And conflicts rage on around us today, in both our personal lives and across the globe. It’s hard sometimes to keep perspective in the face of pain or loss, but it is indeed of the utmost importance. When different sides tell different truths of an event, it’s easy to get carried away in fear. 

Everyone who was alive on the day has their own recollections of the attacks 17 years ago on the World Trade Center and Pentagon on 9/11. I met a British couple who remembers coming home from school to see it on the news as it happened live. I met a man from China who didn’t hear about it until September 12th, because of the time zones. I talked with a Spanish guy who recalls thinking it was part of a new disaster film before he realized it was an actual news broadcast. It was a day that shocked the world and changed the face of globalization forever.

And in the face and memory of such pain and loss and suffering, it is easy to get lost in fear and lose perspective. 

It’s interesting to look back at the New Testament and see some of the perspectives early Christians (who were Jews) struggled with. As the chosen people, the Jews struggled to see how salvation could reach everyone.
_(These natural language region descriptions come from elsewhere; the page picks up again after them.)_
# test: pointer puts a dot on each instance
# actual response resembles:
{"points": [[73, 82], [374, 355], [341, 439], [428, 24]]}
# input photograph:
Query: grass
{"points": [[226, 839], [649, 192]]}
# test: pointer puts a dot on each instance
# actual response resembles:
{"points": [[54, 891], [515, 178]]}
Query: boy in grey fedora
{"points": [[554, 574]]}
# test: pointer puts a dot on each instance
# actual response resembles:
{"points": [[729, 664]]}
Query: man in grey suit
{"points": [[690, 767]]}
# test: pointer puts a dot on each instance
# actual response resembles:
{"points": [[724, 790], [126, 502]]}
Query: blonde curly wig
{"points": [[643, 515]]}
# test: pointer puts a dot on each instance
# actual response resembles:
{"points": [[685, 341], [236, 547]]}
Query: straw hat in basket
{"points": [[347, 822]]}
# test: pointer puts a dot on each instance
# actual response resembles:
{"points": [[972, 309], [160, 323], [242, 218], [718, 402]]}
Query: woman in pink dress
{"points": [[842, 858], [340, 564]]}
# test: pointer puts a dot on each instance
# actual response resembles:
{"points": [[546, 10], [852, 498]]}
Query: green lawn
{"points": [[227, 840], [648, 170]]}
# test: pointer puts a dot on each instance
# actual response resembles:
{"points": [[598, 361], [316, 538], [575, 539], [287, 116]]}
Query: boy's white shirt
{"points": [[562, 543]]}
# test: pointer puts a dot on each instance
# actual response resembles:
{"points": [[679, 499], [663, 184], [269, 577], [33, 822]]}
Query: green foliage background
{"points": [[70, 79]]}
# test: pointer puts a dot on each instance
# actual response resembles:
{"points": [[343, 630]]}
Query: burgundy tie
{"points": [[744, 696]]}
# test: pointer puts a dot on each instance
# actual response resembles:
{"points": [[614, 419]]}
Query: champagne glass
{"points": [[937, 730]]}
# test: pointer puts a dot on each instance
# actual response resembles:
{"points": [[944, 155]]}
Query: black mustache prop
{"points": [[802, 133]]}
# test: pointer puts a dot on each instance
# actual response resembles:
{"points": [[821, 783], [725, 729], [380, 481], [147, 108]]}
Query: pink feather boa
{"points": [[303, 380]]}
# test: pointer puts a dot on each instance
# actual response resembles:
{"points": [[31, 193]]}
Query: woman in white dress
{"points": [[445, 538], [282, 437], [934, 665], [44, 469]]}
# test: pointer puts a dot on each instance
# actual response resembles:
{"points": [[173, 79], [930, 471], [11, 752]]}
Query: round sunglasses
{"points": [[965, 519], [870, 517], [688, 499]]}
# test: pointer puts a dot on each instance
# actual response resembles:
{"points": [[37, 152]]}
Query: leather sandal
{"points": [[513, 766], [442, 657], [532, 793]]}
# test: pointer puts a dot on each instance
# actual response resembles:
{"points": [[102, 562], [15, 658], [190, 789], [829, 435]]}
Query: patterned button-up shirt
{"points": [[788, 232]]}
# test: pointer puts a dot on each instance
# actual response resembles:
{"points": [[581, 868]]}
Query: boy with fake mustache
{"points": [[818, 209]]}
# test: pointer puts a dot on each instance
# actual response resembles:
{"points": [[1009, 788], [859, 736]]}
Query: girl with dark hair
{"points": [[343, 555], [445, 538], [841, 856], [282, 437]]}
In Paul’s letter to the Galatians, he explained, “So there is no difference between Jews and Gentiles, between slaves and free people, between men and women; you are all one in union with Christ Jesus.” (Galatians 3:28 GNT)

Sometimes, its easy to believe that we are “the chosen people.” It’s easy to think that our perspective is the right one. Author Anne Lamott writes, “You can safely assume you've created God in your own image when it turns out that God hates all the same people you do.” Paul’s teaching is that all are created equally, regardless of religion, social status, gender, etc. No one is in or out, right or wrong. We are all part of the kingdom of God. 

This is not to say we can’t have pride in or love for our roots, our heritage, or the people most like us. But perhaps we could learn to approach conflict from the way Jesus showed his love for Israel. When Jesus arrived in Jerusalem, in Luke 19, his disciples wanted to rally the people, and unite against the oppressive Roman government.  Rome had been ruthless to the Jews of Israel and Jesus had angered Rome by acknowledging the Jews' pain. But Jesus didn’t join in the rallying cry of “us versus them.” 

Instead, Jesus wept. Luke writes, “He came closer to the city, and when he saw it, he wept over it, saying, ‘If you only knew today what is needed for peace! But now you cannot see it! The time will come when your enemies will surround you with barricades, blockade you, and close in on you from every side. They will completely destroy you and the people within your walls; not a single stone will they leave in its place, because you did not recognize the time when God came to save you!’” (Luke 19:41-44)

Jesus loved his people dearly, but their pride and bravado kept them from seeing the bigger picture. While they wanted justice for themselves, Jesus was focused on salvation for all. And he wept because he loved them, and their thirst for vengeance was keeping them from understanding his teachings to “love one another.” 

So perhaps on this anniversary of a day filled with so much pain around the world, may we remember that all people come from the same loving Creator. May we remember that in conflict, there is truth on both sides. And may we weep for our loss, and grieve our hurt, so that we do not let our pain keep us from uniting as one Kingdom of God.     ~Amen

Zach Herzog

(Several of my ideas for this devotion were inspired by “Patriotism and Christianity” by Ryan Hamm. In today’s political arena, it is a great read for some perspective on God and Country.)